Atualizada em 30.10.2025, ÀS 18H05
Enterre seus Mortos encara o fim do mundo com perplexidade

O diabo é ardiloso, e sua influência sobre pessoas e situações pode se expressar de tantas formas que ele se presta a um irresistível deus ex machina em filmes de horror. É uma solução conveniente e efetiva porque encerra bem tanto o clima de mal-estar social quanto a narrativa mais convencional, dos pequenos prazeres do gênero, os susto e o gore. Robert Eggers e Ari Aster estão aí sendo tratados como luminares e não me deixam mentir, usando o capeta para aplicar um verniz de propósito e conclusão tanto na narrativa lacônica (A Bruxa) quanto na difusa (Hereditário).

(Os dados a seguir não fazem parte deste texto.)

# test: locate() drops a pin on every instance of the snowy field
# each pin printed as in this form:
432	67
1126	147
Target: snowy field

Mais de uma vez o diretor Marco Dutra usou a possessão demoníaca como instrumento de catarse em seus filmes. A princípio, Enterre seus Mortos não permite essa aproximação. O livro de Ana Paula Maia trabalha num registro realista de neonoir e faroeste contemporâneo para acompanhar a rotina de Edgar Wilson, que trabalha recolhendo restos de animais mortos das estradas. Quando o fantástico se insinua sobre a paisagem agrária desolada, é mais de forma alegórica, para aproximar nosso fim de civilização cotidiano das imagens de escatologia que se esperariam de um Apocalipse de fato.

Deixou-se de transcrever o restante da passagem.